To avoid passing over deformable parts of faces encompassing discriminative information, Faltemieret al. [9] use 38 face regions that densely cover the face, and fuse scores and decisions after performing ICP on each region.
Q3. What is the importance of the pre-processing step?
Since the raw data contains a number of imperfections, such as holes, spikes, and include some undesired parts, such as clothes, neck, ears and hair, the data pre-processing step is very important and nontrivial.
Q4. What is the main limitation of this approach?
A strong limitation of this approach is the need for manual segmentation of a face into parts that can then be analyzed separately.
Q5. What is the reason for the differences in the shape of the nose curve?
For instance, differences in the shapes of radial curves in the upper-half of the face can be loosely attributed to the inter-class variability while those for curves passing through the lips and cheeks can largely be due to changes in expressions.
Q6. How many scans are available for each face?
The number of total face scans is 4652; at least 54 scans each are available for most of the subjects, while there are only 31 scans each for 34 of them.
Q7. What is the rank-1 recognition rate in the difficult scenario of neutral vs. expressions?
In the difficult scenario of neutral vs. expressions, the rank-1 recognition rate is 96.8%, which represents a high performance, while in the simpler case of neutral vs. neutral the rate is 99.2%.
Q8. What is the common framework for handling expression variability?
Another common framework, especially for handling expression variability, is based on matching only parts or regions rather than matching full faces.
Q9. What is the main limitation of these approaches?

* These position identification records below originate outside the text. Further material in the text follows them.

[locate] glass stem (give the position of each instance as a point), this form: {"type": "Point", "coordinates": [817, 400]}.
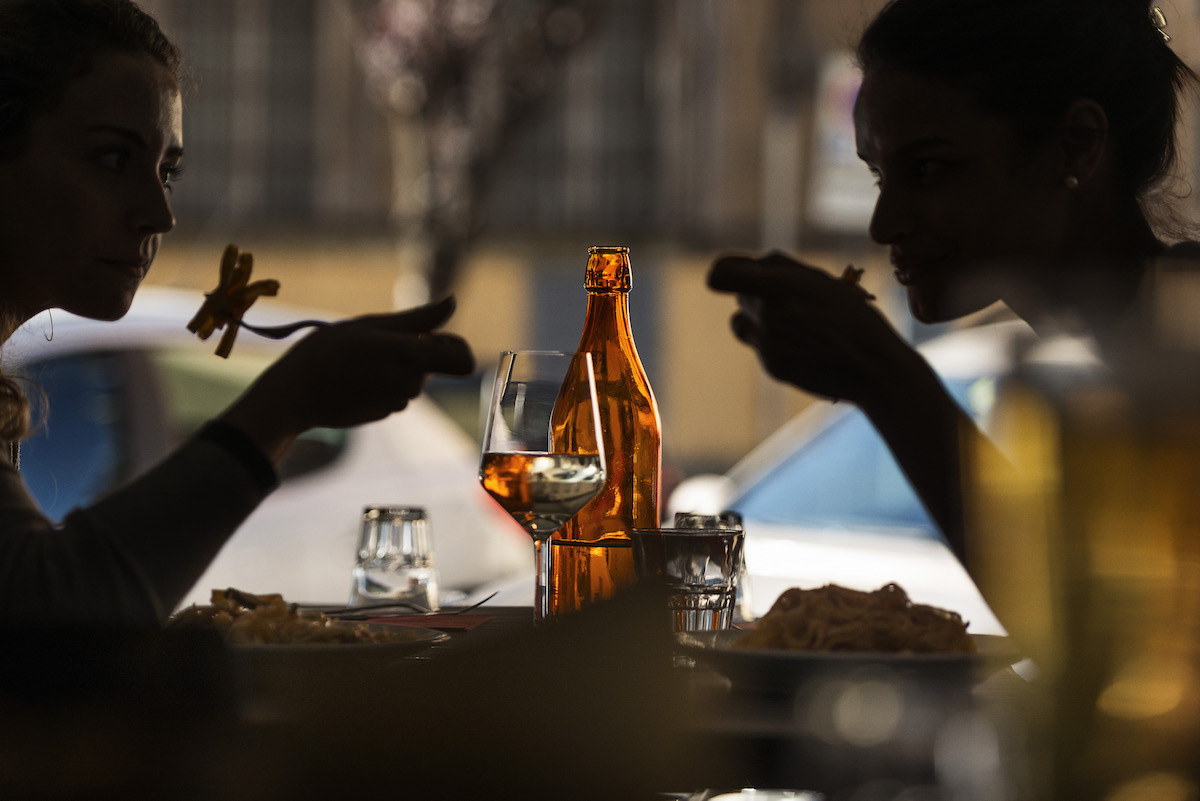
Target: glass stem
{"type": "Point", "coordinates": [541, 585]}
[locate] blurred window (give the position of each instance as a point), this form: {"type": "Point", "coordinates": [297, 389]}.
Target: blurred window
{"type": "Point", "coordinates": [81, 449]}
{"type": "Point", "coordinates": [847, 477]}
{"type": "Point", "coordinates": [197, 387]}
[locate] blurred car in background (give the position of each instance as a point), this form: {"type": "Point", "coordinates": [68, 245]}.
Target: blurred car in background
{"type": "Point", "coordinates": [823, 500]}
{"type": "Point", "coordinates": [121, 395]}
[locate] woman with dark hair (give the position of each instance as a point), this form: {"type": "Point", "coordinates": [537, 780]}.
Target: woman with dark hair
{"type": "Point", "coordinates": [1019, 149]}
{"type": "Point", "coordinates": [90, 144]}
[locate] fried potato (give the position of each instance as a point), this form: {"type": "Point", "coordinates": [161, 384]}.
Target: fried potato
{"type": "Point", "coordinates": [225, 306]}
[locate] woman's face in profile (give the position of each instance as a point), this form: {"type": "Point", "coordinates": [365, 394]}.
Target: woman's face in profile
{"type": "Point", "coordinates": [85, 203]}
{"type": "Point", "coordinates": [966, 210]}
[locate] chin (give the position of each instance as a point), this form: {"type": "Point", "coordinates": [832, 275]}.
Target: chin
{"type": "Point", "coordinates": [100, 308]}
{"type": "Point", "coordinates": [943, 306]}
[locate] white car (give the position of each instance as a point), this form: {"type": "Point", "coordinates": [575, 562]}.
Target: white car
{"type": "Point", "coordinates": [123, 393]}
{"type": "Point", "coordinates": [825, 501]}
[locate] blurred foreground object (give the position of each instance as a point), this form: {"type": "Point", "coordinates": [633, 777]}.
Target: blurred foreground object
{"type": "Point", "coordinates": [1090, 550]}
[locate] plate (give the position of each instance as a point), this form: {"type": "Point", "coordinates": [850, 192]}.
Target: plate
{"type": "Point", "coordinates": [785, 670]}
{"type": "Point", "coordinates": [279, 681]}
{"type": "Point", "coordinates": [417, 639]}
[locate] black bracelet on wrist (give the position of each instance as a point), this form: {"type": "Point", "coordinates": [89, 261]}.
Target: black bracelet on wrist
{"type": "Point", "coordinates": [241, 447]}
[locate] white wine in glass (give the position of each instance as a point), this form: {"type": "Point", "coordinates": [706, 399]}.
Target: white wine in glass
{"type": "Point", "coordinates": [540, 482]}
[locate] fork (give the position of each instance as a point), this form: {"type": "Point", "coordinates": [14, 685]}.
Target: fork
{"type": "Point", "coordinates": [351, 613]}
{"type": "Point", "coordinates": [281, 331]}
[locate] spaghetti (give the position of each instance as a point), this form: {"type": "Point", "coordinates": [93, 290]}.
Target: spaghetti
{"type": "Point", "coordinates": [834, 618]}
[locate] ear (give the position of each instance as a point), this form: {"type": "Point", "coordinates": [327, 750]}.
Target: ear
{"type": "Point", "coordinates": [1083, 139]}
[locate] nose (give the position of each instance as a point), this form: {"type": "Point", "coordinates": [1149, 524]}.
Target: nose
{"type": "Point", "coordinates": [151, 211]}
{"type": "Point", "coordinates": [892, 218]}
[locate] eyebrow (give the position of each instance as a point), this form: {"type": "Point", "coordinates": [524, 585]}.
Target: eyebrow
{"type": "Point", "coordinates": [917, 146]}
{"type": "Point", "coordinates": [132, 136]}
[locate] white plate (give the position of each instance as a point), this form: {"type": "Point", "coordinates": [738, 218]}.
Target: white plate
{"type": "Point", "coordinates": [779, 669]}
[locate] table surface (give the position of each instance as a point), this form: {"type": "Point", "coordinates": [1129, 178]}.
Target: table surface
{"type": "Point", "coordinates": [598, 706]}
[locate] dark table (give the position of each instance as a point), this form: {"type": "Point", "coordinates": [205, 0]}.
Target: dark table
{"type": "Point", "coordinates": [597, 706]}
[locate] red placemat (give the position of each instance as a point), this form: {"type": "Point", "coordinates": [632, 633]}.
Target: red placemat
{"type": "Point", "coordinates": [447, 622]}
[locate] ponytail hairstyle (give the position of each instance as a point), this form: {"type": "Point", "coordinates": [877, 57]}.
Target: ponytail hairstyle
{"type": "Point", "coordinates": [1029, 60]}
{"type": "Point", "coordinates": [45, 47]}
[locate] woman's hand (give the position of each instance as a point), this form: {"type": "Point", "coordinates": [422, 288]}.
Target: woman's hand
{"type": "Point", "coordinates": [351, 373]}
{"type": "Point", "coordinates": [810, 329]}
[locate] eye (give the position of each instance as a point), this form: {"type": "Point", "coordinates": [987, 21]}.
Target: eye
{"type": "Point", "coordinates": [114, 158]}
{"type": "Point", "coordinates": [169, 174]}
{"type": "Point", "coordinates": [929, 169]}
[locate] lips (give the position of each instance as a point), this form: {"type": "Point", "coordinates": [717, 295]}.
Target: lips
{"type": "Point", "coordinates": [910, 270]}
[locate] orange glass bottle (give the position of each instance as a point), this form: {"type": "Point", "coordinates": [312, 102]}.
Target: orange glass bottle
{"type": "Point", "coordinates": [592, 555]}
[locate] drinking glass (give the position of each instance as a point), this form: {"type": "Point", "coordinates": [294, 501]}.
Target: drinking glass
{"type": "Point", "coordinates": [539, 481]}
{"type": "Point", "coordinates": [395, 558]}
{"type": "Point", "coordinates": [699, 570]}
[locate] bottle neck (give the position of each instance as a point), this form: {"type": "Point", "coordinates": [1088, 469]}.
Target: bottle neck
{"type": "Point", "coordinates": [606, 317]}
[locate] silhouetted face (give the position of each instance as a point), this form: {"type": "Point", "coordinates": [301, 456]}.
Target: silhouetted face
{"type": "Point", "coordinates": [84, 205]}
{"type": "Point", "coordinates": [965, 209]}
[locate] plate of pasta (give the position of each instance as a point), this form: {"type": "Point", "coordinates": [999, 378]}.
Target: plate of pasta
{"type": "Point", "coordinates": [267, 627]}
{"type": "Point", "coordinates": [832, 630]}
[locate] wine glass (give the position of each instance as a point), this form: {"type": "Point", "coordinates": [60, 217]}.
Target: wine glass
{"type": "Point", "coordinates": [539, 481]}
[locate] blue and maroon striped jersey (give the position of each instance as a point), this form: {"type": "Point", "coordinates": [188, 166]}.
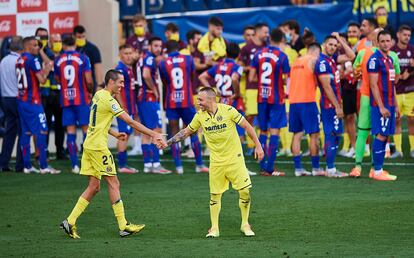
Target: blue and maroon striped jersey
{"type": "Point", "coordinates": [128, 91]}
{"type": "Point", "coordinates": [175, 72]}
{"type": "Point", "coordinates": [70, 70]}
{"type": "Point", "coordinates": [327, 66]}
{"type": "Point", "coordinates": [271, 64]}
{"type": "Point", "coordinates": [27, 67]}
{"type": "Point", "coordinates": [383, 66]}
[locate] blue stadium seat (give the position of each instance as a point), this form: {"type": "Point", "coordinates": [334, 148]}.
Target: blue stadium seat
{"type": "Point", "coordinates": [238, 3]}
{"type": "Point", "coordinates": [194, 5]}
{"type": "Point", "coordinates": [171, 6]}
{"type": "Point", "coordinates": [254, 3]}
{"type": "Point", "coordinates": [215, 4]}
{"type": "Point", "coordinates": [280, 2]}
{"type": "Point", "coordinates": [129, 8]}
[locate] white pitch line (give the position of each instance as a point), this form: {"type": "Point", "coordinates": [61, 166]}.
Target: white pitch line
{"type": "Point", "coordinates": [399, 164]}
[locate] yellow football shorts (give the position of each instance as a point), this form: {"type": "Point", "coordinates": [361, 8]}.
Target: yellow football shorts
{"type": "Point", "coordinates": [406, 103]}
{"type": "Point", "coordinates": [221, 176]}
{"type": "Point", "coordinates": [251, 102]}
{"type": "Point", "coordinates": [97, 163]}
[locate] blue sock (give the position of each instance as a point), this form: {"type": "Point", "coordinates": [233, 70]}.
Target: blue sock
{"type": "Point", "coordinates": [25, 147]}
{"type": "Point", "coordinates": [297, 161]}
{"type": "Point", "coordinates": [146, 153]}
{"type": "Point", "coordinates": [122, 158]}
{"type": "Point", "coordinates": [378, 153]}
{"type": "Point", "coordinates": [315, 161]}
{"type": "Point", "coordinates": [176, 153]}
{"type": "Point", "coordinates": [272, 152]}
{"type": "Point", "coordinates": [196, 146]}
{"type": "Point", "coordinates": [72, 148]}
{"type": "Point", "coordinates": [331, 147]}
{"type": "Point", "coordinates": [263, 141]}
{"type": "Point", "coordinates": [155, 154]}
{"type": "Point", "coordinates": [41, 146]}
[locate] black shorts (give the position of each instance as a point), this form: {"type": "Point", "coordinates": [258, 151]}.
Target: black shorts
{"type": "Point", "coordinates": [349, 100]}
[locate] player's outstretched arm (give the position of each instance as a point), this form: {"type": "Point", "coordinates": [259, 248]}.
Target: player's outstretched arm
{"type": "Point", "coordinates": [258, 150]}
{"type": "Point", "coordinates": [157, 138]}
{"type": "Point", "coordinates": [181, 135]}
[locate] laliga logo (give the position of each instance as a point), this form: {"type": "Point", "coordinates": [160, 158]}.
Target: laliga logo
{"type": "Point", "coordinates": [66, 23]}
{"type": "Point", "coordinates": [5, 26]}
{"type": "Point", "coordinates": [31, 3]}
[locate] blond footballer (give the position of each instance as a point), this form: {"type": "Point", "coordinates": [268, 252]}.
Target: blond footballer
{"type": "Point", "coordinates": [97, 160]}
{"type": "Point", "coordinates": [218, 122]}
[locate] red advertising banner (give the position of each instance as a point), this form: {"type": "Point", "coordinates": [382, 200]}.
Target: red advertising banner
{"type": "Point", "coordinates": [7, 25]}
{"type": "Point", "coordinates": [63, 22]}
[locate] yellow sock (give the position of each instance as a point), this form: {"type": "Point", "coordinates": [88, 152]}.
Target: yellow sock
{"type": "Point", "coordinates": [289, 138]}
{"type": "Point", "coordinates": [345, 146]}
{"type": "Point", "coordinates": [119, 212]}
{"type": "Point", "coordinates": [77, 210]}
{"type": "Point", "coordinates": [398, 142]}
{"type": "Point", "coordinates": [411, 140]}
{"type": "Point", "coordinates": [215, 207]}
{"type": "Point", "coordinates": [282, 137]}
{"type": "Point", "coordinates": [244, 204]}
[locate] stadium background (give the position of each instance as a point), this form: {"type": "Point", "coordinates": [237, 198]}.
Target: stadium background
{"type": "Point", "coordinates": [292, 217]}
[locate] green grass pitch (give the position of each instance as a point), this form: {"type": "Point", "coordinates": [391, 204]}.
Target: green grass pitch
{"type": "Point", "coordinates": [292, 217]}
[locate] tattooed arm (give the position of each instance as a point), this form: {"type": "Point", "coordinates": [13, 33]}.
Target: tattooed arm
{"type": "Point", "coordinates": [181, 135]}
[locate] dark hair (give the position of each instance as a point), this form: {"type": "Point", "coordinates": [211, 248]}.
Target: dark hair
{"type": "Point", "coordinates": [216, 21]}
{"type": "Point", "coordinates": [172, 46]}
{"type": "Point", "coordinates": [28, 39]}
{"type": "Point", "coordinates": [260, 25]}
{"type": "Point", "coordinates": [40, 29]}
{"type": "Point", "coordinates": [329, 37]}
{"type": "Point", "coordinates": [277, 35]}
{"type": "Point", "coordinates": [138, 17]}
{"type": "Point", "coordinates": [171, 27]}
{"type": "Point", "coordinates": [124, 46]}
{"type": "Point", "coordinates": [354, 24]}
{"type": "Point", "coordinates": [79, 29]}
{"type": "Point", "coordinates": [248, 27]}
{"type": "Point", "coordinates": [314, 46]}
{"type": "Point", "coordinates": [293, 25]}
{"type": "Point", "coordinates": [191, 34]}
{"type": "Point", "coordinates": [69, 41]}
{"type": "Point", "coordinates": [152, 39]}
{"type": "Point", "coordinates": [404, 27]}
{"type": "Point", "coordinates": [383, 32]}
{"type": "Point", "coordinates": [372, 22]}
{"type": "Point", "coordinates": [112, 75]}
{"type": "Point", "coordinates": [233, 50]}
{"type": "Point", "coordinates": [16, 43]}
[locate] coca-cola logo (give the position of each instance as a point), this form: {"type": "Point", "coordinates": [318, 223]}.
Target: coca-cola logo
{"type": "Point", "coordinates": [5, 26]}
{"type": "Point", "coordinates": [32, 22]}
{"type": "Point", "coordinates": [31, 3]}
{"type": "Point", "coordinates": [65, 23]}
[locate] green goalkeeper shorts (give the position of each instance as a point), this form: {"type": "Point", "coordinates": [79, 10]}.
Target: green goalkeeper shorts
{"type": "Point", "coordinates": [364, 116]}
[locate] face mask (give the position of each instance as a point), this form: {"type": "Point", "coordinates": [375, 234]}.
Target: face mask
{"type": "Point", "coordinates": [80, 42]}
{"type": "Point", "coordinates": [44, 42]}
{"type": "Point", "coordinates": [175, 37]}
{"type": "Point", "coordinates": [382, 20]}
{"type": "Point", "coordinates": [288, 37]}
{"type": "Point", "coordinates": [57, 47]}
{"type": "Point", "coordinates": [352, 40]}
{"type": "Point", "coordinates": [139, 31]}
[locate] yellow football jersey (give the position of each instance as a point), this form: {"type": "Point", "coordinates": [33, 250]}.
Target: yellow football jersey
{"type": "Point", "coordinates": [220, 133]}
{"type": "Point", "coordinates": [103, 109]}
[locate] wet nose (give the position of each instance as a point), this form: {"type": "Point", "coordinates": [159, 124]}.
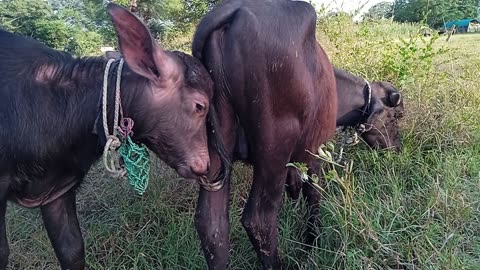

The main limitation of these approaches, apart from the issues resulting from open mouths, is that they assume that surface distances between facial points are preserved within face classes.
Q10. What is the equivalence class of a curve?
In order to study shapes of curves, one should identify all rotations and re-parameterizations of a curve as an equivalence class.
Q11. What is the correct recognition rate for the faces in the two bottom rows?
The faces in the two bottom rows are examples of incorrectly recognized faces by their algorithm without restoration (as described earlier), but after the restoration step, they are correctly recognized.